Les accusés ont accepté une peine de deux ans de prison, que le tribunal a remplacée par l'expulsion du territoire espagnol, après l'accord atteint entre le Parquet et les défenses. La résolution judiciaire indique que les condamnés ont reconnu leur participation aux faits.
Le douzième arrêté ne s'est pas soumis à cet accord en niant son implication dans l'agression.
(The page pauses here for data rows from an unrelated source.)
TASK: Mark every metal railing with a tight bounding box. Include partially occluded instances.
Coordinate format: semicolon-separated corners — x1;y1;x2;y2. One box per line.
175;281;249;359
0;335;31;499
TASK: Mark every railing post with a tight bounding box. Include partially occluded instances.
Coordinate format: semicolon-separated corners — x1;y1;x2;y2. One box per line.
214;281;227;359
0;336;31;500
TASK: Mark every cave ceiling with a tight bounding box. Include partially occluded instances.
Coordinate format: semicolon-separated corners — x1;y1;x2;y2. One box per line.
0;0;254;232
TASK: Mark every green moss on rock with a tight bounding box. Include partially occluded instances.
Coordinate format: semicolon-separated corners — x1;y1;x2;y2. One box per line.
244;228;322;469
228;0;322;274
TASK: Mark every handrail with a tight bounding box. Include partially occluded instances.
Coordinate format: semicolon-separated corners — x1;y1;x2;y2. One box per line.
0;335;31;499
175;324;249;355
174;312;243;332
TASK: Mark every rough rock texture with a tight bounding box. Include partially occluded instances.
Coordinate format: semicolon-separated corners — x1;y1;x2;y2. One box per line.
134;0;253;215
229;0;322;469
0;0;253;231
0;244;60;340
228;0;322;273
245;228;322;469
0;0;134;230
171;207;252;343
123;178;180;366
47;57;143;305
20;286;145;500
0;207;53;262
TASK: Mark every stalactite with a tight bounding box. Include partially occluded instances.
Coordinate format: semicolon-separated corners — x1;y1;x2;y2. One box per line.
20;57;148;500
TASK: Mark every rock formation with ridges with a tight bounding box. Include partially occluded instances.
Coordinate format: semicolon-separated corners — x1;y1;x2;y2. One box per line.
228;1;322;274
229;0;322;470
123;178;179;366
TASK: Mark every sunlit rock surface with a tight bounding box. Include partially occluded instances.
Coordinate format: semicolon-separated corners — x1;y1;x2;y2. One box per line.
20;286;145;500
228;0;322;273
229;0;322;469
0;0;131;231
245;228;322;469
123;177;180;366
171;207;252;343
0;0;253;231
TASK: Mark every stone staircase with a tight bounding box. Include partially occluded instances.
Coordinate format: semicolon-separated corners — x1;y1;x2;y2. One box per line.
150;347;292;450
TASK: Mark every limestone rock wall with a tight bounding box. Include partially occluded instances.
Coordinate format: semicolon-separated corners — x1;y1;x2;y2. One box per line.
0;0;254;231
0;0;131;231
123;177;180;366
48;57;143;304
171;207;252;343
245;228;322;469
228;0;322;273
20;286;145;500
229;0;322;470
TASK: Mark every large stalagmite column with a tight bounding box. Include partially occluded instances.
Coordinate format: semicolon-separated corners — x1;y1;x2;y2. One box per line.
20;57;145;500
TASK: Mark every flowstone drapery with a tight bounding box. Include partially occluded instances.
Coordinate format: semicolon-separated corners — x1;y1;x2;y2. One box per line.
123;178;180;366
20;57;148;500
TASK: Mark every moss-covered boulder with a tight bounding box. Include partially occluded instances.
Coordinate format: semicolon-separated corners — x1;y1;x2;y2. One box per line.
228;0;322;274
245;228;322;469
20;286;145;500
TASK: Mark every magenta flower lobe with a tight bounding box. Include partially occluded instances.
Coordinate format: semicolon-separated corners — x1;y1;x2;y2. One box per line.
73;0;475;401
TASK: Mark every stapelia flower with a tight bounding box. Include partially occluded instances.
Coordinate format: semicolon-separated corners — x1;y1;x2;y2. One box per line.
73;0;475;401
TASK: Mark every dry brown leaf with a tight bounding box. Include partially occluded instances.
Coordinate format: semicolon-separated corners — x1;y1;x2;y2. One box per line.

Le tribunal a ordonné pour lui une détention provisoire en attendant la tenue d'un procès qui déterminera sa responsabilité.
L'agression de la patrouille militaire à Benzú
Les faits se sont produits dans la nuit de jeudi dans la zone de Benzú, lorsque un groupe de personnes aurait préparé une embuscade contre une patrouille de Réguliers qui circulait dans la zone.
Selon la résolution judiciaire, les condamnés ont attendu le passage d'un véhicule militaire et ont commencé à lancer des pierres contre la patrouille. En conséquence de l'attaque, quatre militaires ont été blessés.
Après l'incident, les forces de sécurité ont arrêté douze personnes pour leur présumée participation à l'agression.
L'accusé qui n'a pas accepté l'accord atteint par les autres a nié lors de sa déclaration avoir participé aux faits et a assuré qu'il dormait lorsqu'il a été arrêté. Face à ce refus, la procédure continuera par la voie ordinaire.
La tension à Ceuta après la crise migratoire
L'agression contre les militaires s'est produite au cours d'une semaine marquée par la tension à Ceuta après l'arrivée massive de migrants enregistrée à la fin de juillet et les manifestations citoyennes qui se sont déroulées dans la ville autonome.
Au cours des derniers jours, des mobilisations contre la gestion de la crise migratoire se sont succédé, qui ont débouché jeudi sur des incidents sur la plage du Trampolín, où plusieurs manifestants ont bloqué la distribution de nourriture de la Croix-Rouge et des dommages ont été causés aux structures utilisées comme refuge par certains migrants.
Le ministre de la Politique Territoriale et responsable du commandement unique pour la crise, Ángel Víctor Torres, avait réclamé ce même jour un message commun contre la violence et a demandé de garantir le travail des bénévoles de la Croix-Rouge.
Les autorités maintiennent déployés différents dispositifs de sécurité pendant que se poursuit la gestion des milliers de migrants qui restent dans la ville autonome après les entrées massives des 30 et 31 juillet.